La députée Fatma Mseddi au coeur de la controverse: un projet de loi controversé visant à dissoudre Ennahda

La députée Fatma Mseddi au coeur de la controverse: un projet de loi controversé visant à dissoudre Ennahda

Bon, concrètement, le 9 juillet 2026, la députée tunisienne Fatma Mseddi a déposé un projet de loi qui a fait trembler le pays. Elle propose de dissoudre le mouvement Ennahda et de le classer comme une organisation terroriste. Fini la retenue. Il fallait s’attendre à des réactions, mais pas forcément à ce point !

Un contexte politique tendu en Tunisie

Bon, concrètement, la Tunisie traverse une période politique particulièrement agitée. Le pays est en pleine effervescence depuis des années, avec des tensions qui se poursuivent entre les différents partis politiques. Le mouvement Ennahda, fondé en 1981 par Rached Ghannouchi, joue un rôle central dans ce paysage tumultueux. Mais, depuis un certain temps, les critiques envers le mouvement s'intensifient. La députée Fatma Mseddi a décidé de prendre les choses en main.

Un projet de loi qui fait débat

Alors oui, c'est vrai que le projet de loi déposé par Fatma Mseddi et les appels à la dissipation de Ennahda au sein du parlement tunisien ne sont pas une surprise.
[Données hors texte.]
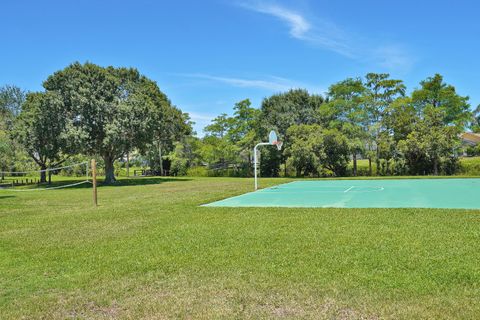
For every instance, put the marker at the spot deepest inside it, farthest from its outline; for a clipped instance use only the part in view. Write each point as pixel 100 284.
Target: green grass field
pixel 150 251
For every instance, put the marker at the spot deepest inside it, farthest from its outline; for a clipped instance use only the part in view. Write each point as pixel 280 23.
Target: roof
pixel 473 138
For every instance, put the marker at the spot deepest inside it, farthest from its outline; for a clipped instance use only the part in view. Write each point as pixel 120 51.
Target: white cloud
pixel 393 58
pixel 299 26
pixel 271 83
pixel 327 35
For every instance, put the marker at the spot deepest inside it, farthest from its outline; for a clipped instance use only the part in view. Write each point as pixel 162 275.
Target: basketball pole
pixel 255 161
pixel 94 181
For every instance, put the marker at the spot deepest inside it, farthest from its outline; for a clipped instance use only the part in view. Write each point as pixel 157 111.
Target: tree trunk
pixel 43 174
pixel 354 164
pixel 109 170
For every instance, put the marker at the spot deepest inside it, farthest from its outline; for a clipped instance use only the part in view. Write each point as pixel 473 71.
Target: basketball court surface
pixel 399 193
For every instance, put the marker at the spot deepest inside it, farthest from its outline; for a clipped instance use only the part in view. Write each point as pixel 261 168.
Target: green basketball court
pixel 399 193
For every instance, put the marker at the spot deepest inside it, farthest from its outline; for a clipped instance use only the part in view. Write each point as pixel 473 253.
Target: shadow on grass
pixel 141 181
pixel 77 183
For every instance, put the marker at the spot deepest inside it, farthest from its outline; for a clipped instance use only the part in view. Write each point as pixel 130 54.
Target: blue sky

Après tout, depuis des années, la question de savoir si Ennahda doit être classée comme une organisation terroriste est un sujet brûlant pour certains. Mais là, coup de théâtre, la députée affirme que le mouvement Ennahda est impliqué dans des activités terroristes. Elle appelle à une dissolution totale du mouvement et une révision de toutes les nominations dans les secteurs de sécurité, faites durant la période de gouvernance du parti.

Les réactions à ce projet de loi

Vous vous en souvenez ? En août 2022, certains députés ont commencé à recueillir des signatures pour une pétition similaire. Le but ? Classer Ennahda comme une organisation terroriste, en réponse à des demandes populaires, selon l'un des députés. Aujourd'hui, le projet de loi déposé par Fatma Mseddi est une escalade supplémentaire dans cette campagne. Elle a déclaré qu'elle avait déposé le projet de loi et qu'elle avait l'intention de le faire circuler parmi les autres députés pour obtenir les signatures nécessaires.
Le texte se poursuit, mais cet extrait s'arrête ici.